Raj’s father clears his throat, glances again at his script.
“Our excellent DeltaV software by Emerson is the most up-to-date and ensures that our system runs evenly and without risk. Our Hitachi generator, while surplus indeed, is in top condition and operating well under spec. At three-quarters throw we will produce its full sixty-six megawatt output. Well beyond the needs of the ICSD. Allowing us to make our excess energy available to the citizens of the BMC. Beyond the industrious and varied people that live here, raw energy is our greatest resource.”
He shifts again, putting the reactor in the background once more, and the potbellied fighter, wearing something that looks like a police uniform, khaki shirt, epaulets, peaked cap, joins him.
“We will build no walls or fences to define our territory. Our desire is to exist as a civic sister to glorious Bombay. Our friends from the eastern forests have joined us as a peacekeeping force. Unrest is not our friend. Dharavi has long thrived on diversity and openness. The ICSD continues those traditions. Émigrés of all races and religions are welcome to visit and apply for citizenship.”
He and the Naxalite revolutionary dressed like a cop shake hands, and the Naxalite smiles at the camera and steps out of frame.
Raj’s father looks at his script, then assumes a somber countenance.
“For those of you who are thinking that we are idealists and fools, I say you are half right in this. Yes, we are idealists, but no, we are not fools.”
He folds his script away.
“We will not allow our rights as citizens of the world, our very humanity, the dreams we have for our children, to be contracted. We will not stand by, impotent, while great powers absolve themselves of great responsibility. We will not wait in blind faith for eyes and ears to be turned our way when we are in greatest distress. Silence and invisibility are the enemies of survival. If we are not known, we can be allowed to die.”
He tips his head toward the reactor.
“So we have made a great noise.”
He steps slightly closer to the camera.
“With our load balanced across the BMC grid, there is no danger of overload on our generator and no risk that our reactor can go critical.
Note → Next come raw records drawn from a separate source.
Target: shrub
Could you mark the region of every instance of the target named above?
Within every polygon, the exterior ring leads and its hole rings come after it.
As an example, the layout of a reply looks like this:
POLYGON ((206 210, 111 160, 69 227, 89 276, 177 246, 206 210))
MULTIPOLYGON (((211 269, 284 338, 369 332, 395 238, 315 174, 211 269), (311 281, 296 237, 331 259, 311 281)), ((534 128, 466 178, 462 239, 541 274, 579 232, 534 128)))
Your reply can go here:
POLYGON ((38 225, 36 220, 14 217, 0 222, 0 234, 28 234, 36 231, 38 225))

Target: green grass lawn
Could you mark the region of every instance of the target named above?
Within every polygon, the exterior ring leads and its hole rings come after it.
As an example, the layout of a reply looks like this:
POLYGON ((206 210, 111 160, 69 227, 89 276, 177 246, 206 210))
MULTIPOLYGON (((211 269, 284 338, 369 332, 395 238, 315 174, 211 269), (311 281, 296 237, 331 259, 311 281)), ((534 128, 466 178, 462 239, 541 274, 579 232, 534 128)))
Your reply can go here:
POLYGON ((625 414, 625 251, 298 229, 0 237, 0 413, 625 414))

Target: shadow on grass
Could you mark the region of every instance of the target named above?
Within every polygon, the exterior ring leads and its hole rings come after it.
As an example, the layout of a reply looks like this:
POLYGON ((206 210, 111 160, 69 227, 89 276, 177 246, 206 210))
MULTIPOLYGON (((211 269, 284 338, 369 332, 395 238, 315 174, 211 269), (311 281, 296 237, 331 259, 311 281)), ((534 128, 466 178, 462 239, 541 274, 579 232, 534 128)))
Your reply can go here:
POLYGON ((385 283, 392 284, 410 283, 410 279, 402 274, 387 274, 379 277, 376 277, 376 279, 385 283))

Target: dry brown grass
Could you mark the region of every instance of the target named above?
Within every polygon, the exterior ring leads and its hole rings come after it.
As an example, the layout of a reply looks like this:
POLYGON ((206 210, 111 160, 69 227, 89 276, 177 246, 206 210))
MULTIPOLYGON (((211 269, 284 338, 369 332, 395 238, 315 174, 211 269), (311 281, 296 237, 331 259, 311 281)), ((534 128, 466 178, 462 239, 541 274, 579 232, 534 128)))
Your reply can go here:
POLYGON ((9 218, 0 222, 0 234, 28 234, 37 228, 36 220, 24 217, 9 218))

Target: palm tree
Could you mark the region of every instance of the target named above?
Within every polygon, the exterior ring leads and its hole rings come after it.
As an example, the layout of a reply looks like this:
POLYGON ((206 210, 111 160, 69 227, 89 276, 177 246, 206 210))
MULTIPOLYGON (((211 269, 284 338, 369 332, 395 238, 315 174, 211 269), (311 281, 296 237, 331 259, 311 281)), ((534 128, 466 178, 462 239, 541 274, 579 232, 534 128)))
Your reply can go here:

If we are disconnected from the grid, our load will unbalance and there will be unfortunate consequences. Likewise, as long as water pours from the water mains we have breached and into our cooling tank, we can safely maintain core temperature.”
He points west.
“In our next video I will take you on a tour of our Number Two Shed and show you the cooling towers. We will also soon publish online the full specifications for our equipment and infrastructure so that the people of the world can be certain that we are operating a first-class power plant. Once we are certain of our political stability, we will invite observers to inspect our facilities and confirm their operational capacity and fitness.”
He stops talking. The cameraman rolls a finger in the air.
Raj’s father takes off his glasses, rubs his eyes, puts the glasses back on.
“This will be hard. We are not fools. This will be very hard. We have taken on a great responsibility. We will not abuse it. Peace is a treasure, and treasure is hard to find, always. We will dig for it. Hidden wherever it is. We have children, you see. So we must find whatever there is.”
He smiles.
“Jewels of the future, yes? Our children. All of our children. It will be hard. But we’ll sort it out. Okay. Bye-bye.”
He smiles. The cameraman turns off the camera. Thumbs-up.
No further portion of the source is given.